David Gulacsy and his wife have a busy household, Sara’s the oldest. And then twins Evan and William.
David Gulacsy said, “The twin boys was a big deal because it was like how are we going to handle twins?”
As they grew the twins began to do things out of the ordinary, hoarding their toys and throwing food. So, David and his wife took them for an evaluation.
Gulacsy said, “And immediately when we went there, it was like black and white to them. It was, yep, your kids are both on the spectrum. Your emotions are everywhere. It’s hard. It was very tough.”
But the Gulacsy’s were committed to finding help for their family. David found a therapist who practiced applied behavior analysis or ABA. It’s a structured intervention that helps kids learn new behaviors and skills by repetition.
Jaslin Goicoechea, Advance Behavior & Learning board-certified Asst. Behavior Analyst said, “I think ABA provides a good step-by-step approach to teaching all of those skills that you might find overwhelming at first.”
David says ABA helped with negative behaviors. Forty-minute temper tantrums became two minutes long. And it showed outside of the home as well.

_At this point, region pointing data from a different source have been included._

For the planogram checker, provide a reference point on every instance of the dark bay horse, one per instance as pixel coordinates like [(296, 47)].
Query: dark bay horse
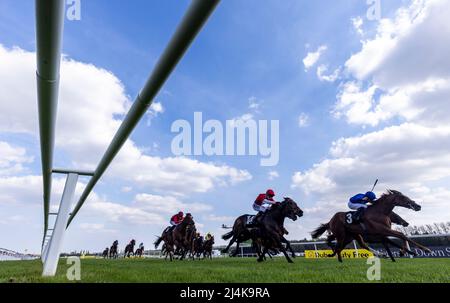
[(179, 238), (140, 250), (114, 251), (129, 249), (197, 247), (376, 227), (105, 253), (207, 248), (271, 231)]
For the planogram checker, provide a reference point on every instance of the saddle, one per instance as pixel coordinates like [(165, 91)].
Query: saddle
[(250, 221), (351, 218)]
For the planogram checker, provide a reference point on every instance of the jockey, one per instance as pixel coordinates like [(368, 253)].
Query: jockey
[(359, 203), (177, 219), (262, 203)]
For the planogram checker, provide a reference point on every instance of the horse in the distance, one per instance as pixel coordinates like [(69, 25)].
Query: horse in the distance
[(105, 253), (139, 251), (197, 247), (114, 250), (270, 234), (178, 239), (129, 249), (376, 226), (207, 248)]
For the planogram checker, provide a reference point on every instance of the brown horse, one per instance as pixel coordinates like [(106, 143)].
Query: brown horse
[(376, 226), (207, 248), (271, 232), (179, 238)]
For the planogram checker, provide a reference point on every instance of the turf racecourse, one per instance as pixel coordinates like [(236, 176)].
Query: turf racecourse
[(232, 270)]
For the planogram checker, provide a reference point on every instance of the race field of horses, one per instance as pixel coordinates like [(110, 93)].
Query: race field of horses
[(238, 270)]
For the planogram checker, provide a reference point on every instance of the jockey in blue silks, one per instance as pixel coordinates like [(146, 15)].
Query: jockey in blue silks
[(359, 203)]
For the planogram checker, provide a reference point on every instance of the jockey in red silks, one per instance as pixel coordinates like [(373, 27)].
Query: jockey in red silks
[(177, 219), (262, 203)]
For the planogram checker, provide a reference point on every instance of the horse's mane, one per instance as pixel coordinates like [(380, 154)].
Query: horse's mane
[(390, 192)]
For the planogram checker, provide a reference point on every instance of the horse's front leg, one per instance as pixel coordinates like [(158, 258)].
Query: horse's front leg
[(386, 246), (237, 249), (288, 246)]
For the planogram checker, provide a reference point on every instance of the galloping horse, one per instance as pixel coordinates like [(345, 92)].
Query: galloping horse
[(178, 239), (129, 249), (140, 250), (105, 253), (197, 247), (271, 232), (376, 226), (113, 251), (207, 248)]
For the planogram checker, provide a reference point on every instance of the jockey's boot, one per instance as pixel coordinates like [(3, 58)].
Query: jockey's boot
[(358, 214)]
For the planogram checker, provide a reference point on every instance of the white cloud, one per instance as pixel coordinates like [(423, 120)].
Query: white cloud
[(272, 175), (155, 109), (303, 120), (86, 124), (126, 189), (12, 159), (254, 104), (401, 77), (357, 25), (312, 57), (168, 205), (322, 69)]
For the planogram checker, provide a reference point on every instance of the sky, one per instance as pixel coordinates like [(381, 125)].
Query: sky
[(360, 91)]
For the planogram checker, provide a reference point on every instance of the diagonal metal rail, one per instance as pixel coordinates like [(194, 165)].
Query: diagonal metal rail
[(191, 24), (49, 33)]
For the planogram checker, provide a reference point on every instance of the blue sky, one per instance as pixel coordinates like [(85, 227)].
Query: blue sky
[(248, 52)]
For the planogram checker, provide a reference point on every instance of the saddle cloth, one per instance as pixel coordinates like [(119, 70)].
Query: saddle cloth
[(249, 221), (350, 217)]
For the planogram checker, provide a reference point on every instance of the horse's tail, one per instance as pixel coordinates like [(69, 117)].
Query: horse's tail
[(320, 230), (157, 242), (228, 235)]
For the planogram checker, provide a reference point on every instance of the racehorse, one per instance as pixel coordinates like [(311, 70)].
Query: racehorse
[(140, 250), (271, 232), (197, 247), (179, 238), (375, 229), (129, 249), (207, 248), (113, 251)]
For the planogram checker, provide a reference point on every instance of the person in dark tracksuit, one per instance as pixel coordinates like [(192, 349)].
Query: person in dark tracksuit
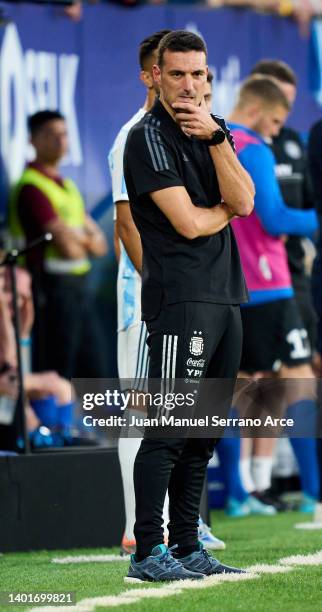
[(185, 184)]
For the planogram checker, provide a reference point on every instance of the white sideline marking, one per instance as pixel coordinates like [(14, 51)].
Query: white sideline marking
[(312, 559), (262, 568), (136, 595), (286, 564), (90, 559), (309, 526)]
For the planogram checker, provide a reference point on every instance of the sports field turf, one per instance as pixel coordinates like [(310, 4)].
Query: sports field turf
[(251, 540)]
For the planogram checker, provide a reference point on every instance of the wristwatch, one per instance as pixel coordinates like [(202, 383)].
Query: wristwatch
[(218, 136)]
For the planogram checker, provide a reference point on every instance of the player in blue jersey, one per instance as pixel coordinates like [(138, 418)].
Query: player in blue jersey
[(282, 344)]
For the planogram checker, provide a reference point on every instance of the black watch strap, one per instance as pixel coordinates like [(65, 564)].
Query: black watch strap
[(218, 137)]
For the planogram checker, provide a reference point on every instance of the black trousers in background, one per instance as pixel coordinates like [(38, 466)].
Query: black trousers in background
[(66, 327), (201, 332)]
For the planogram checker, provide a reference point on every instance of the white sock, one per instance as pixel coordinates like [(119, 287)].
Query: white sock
[(318, 513), (262, 472), (166, 517), (127, 449), (246, 475)]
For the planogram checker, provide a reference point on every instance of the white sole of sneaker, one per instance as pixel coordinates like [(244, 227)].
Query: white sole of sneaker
[(215, 546)]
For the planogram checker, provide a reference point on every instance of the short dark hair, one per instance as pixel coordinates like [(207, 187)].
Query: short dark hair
[(275, 68), (180, 41), (210, 77), (264, 88), (38, 120), (149, 45)]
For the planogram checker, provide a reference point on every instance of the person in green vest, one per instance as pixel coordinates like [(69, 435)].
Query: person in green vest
[(43, 201)]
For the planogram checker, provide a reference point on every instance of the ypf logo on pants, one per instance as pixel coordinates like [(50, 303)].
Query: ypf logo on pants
[(196, 344)]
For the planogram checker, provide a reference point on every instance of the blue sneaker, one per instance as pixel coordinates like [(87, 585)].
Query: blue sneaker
[(201, 561), (207, 538), (160, 566), (236, 509)]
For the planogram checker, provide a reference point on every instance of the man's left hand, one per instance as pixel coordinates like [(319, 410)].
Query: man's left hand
[(195, 120)]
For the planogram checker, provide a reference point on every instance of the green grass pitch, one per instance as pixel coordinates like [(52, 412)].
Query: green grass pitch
[(250, 540)]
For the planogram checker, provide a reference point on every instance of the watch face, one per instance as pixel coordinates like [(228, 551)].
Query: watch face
[(218, 136)]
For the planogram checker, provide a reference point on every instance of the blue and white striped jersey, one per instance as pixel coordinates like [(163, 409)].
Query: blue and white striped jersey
[(128, 280)]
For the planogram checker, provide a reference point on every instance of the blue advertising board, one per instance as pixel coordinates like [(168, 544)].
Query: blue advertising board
[(89, 70)]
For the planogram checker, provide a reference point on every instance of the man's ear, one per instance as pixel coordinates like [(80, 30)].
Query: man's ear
[(146, 78), (156, 74)]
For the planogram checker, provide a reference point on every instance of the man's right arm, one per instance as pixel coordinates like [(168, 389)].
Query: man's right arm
[(129, 234), (187, 219), (150, 161)]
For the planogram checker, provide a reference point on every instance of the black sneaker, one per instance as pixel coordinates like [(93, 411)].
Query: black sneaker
[(202, 561)]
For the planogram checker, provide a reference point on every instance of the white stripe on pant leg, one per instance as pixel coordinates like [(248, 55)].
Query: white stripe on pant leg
[(167, 373), (174, 363), (168, 364), (162, 372)]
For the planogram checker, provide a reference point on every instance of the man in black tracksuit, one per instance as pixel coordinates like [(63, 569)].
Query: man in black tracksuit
[(185, 184)]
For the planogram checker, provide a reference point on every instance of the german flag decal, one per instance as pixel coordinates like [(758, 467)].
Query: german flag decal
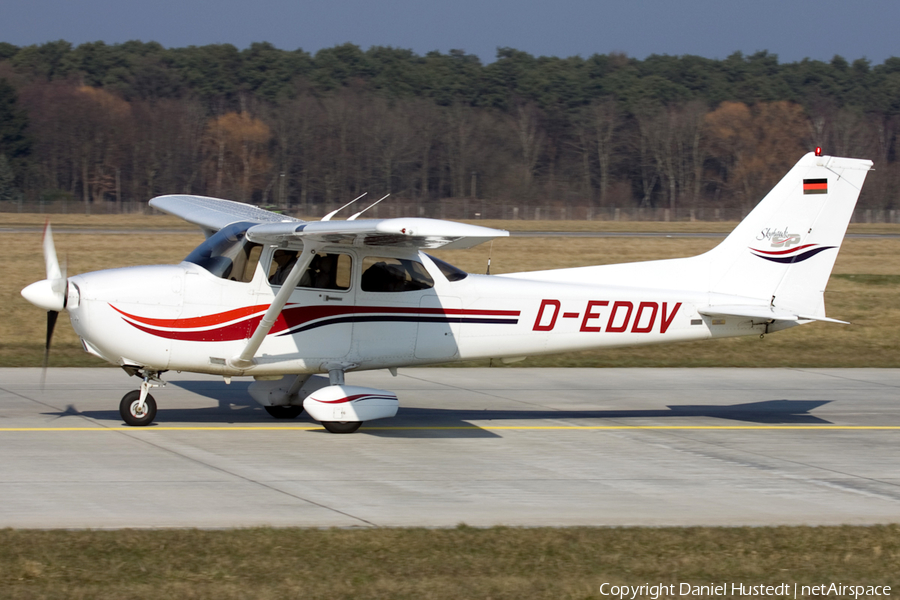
[(815, 186)]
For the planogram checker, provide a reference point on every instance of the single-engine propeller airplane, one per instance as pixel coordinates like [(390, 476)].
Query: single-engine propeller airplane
[(280, 299)]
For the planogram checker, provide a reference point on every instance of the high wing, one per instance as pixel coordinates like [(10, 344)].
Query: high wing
[(212, 214), (398, 233)]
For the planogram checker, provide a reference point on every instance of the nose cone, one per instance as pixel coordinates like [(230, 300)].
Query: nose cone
[(42, 295)]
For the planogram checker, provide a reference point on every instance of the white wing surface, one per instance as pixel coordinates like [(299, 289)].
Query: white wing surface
[(402, 233), (212, 214)]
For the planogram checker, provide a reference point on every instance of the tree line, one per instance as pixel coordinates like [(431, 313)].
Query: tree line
[(110, 126)]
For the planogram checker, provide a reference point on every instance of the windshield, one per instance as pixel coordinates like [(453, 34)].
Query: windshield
[(228, 254)]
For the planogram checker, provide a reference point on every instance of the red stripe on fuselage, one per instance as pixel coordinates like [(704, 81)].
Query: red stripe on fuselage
[(290, 317), (196, 322)]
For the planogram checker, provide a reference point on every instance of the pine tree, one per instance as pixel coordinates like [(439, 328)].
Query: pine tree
[(8, 190), (14, 141)]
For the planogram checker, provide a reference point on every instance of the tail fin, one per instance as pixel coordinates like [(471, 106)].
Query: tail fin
[(783, 252)]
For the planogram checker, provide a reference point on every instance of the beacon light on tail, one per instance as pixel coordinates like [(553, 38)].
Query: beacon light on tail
[(280, 300)]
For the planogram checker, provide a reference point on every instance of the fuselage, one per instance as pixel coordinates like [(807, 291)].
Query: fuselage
[(194, 318)]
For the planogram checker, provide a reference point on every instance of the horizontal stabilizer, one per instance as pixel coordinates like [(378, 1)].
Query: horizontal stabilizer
[(398, 233), (764, 313)]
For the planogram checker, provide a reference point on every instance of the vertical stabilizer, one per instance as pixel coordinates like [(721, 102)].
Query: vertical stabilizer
[(783, 252)]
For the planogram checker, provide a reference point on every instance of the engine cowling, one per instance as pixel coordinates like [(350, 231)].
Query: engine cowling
[(350, 403)]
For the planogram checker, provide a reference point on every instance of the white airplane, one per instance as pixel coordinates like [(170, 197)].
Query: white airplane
[(280, 299)]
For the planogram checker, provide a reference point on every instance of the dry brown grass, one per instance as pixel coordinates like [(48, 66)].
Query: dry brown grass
[(497, 563), (870, 303)]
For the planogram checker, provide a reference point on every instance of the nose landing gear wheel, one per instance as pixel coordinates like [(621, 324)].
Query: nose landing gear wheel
[(129, 409), (284, 412), (341, 426)]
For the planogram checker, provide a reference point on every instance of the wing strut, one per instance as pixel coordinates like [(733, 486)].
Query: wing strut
[(245, 360)]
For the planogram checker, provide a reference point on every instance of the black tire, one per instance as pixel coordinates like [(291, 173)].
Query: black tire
[(127, 409), (290, 411), (341, 426)]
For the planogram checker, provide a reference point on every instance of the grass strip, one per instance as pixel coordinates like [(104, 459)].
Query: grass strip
[(464, 562)]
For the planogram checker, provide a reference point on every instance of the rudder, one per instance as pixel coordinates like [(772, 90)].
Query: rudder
[(784, 250)]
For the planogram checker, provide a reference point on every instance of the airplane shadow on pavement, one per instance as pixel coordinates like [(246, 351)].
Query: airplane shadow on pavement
[(236, 407)]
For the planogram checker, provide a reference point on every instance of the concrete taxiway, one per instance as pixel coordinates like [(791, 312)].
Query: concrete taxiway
[(480, 446)]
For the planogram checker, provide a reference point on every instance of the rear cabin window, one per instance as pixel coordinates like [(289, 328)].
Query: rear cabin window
[(381, 274), (228, 254), (325, 272)]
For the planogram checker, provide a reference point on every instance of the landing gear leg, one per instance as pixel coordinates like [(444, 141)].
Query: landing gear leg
[(336, 377), (138, 407)]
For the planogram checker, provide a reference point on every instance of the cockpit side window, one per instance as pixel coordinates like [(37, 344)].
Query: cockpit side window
[(228, 254), (381, 274)]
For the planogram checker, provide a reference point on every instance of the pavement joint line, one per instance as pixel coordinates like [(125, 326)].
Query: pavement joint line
[(476, 427), (269, 486), (842, 377)]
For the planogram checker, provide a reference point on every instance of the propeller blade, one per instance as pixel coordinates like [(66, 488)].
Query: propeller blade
[(49, 294), (50, 260), (51, 325)]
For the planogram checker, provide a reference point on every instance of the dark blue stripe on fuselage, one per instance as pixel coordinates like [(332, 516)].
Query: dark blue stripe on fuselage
[(398, 319), (796, 258)]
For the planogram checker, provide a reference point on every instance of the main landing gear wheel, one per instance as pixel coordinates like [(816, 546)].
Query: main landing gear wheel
[(284, 412), (341, 426), (130, 412)]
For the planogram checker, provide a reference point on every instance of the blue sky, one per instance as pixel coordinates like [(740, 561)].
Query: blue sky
[(712, 28)]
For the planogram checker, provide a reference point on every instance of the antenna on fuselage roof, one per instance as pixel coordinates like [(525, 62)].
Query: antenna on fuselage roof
[(353, 218), (334, 212)]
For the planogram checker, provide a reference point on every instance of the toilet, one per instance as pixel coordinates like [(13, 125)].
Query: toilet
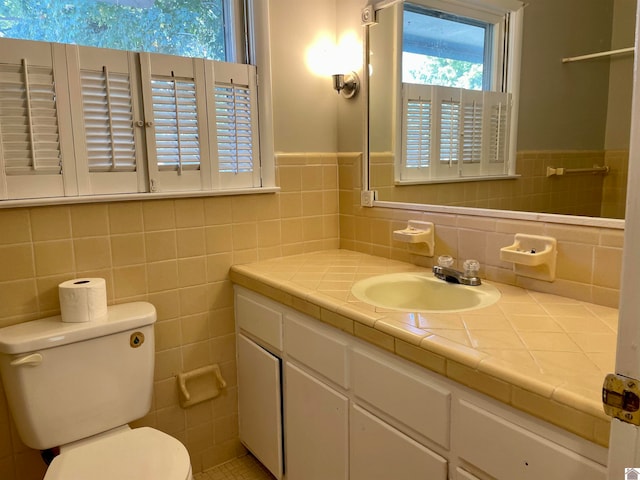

“Going to the grocery store, if I said William stop or Evan stop, they stopped. Whereas before they never would have done that,” said Gulacsy.
ABA therapy also helps the twins with skills they need for academic success. Structure that helps the Gulacsy’s put all the pieces together.
The amount of weekly therapy varies, but by some accounts, children do best when they have more than 20 hours of ABA weekly.
Insurance coverage varies.
Parents should look for therapists who are board-certified behavior analysts.
In most cases, they will have at least a master’s degree, and the letters BCBA after their names.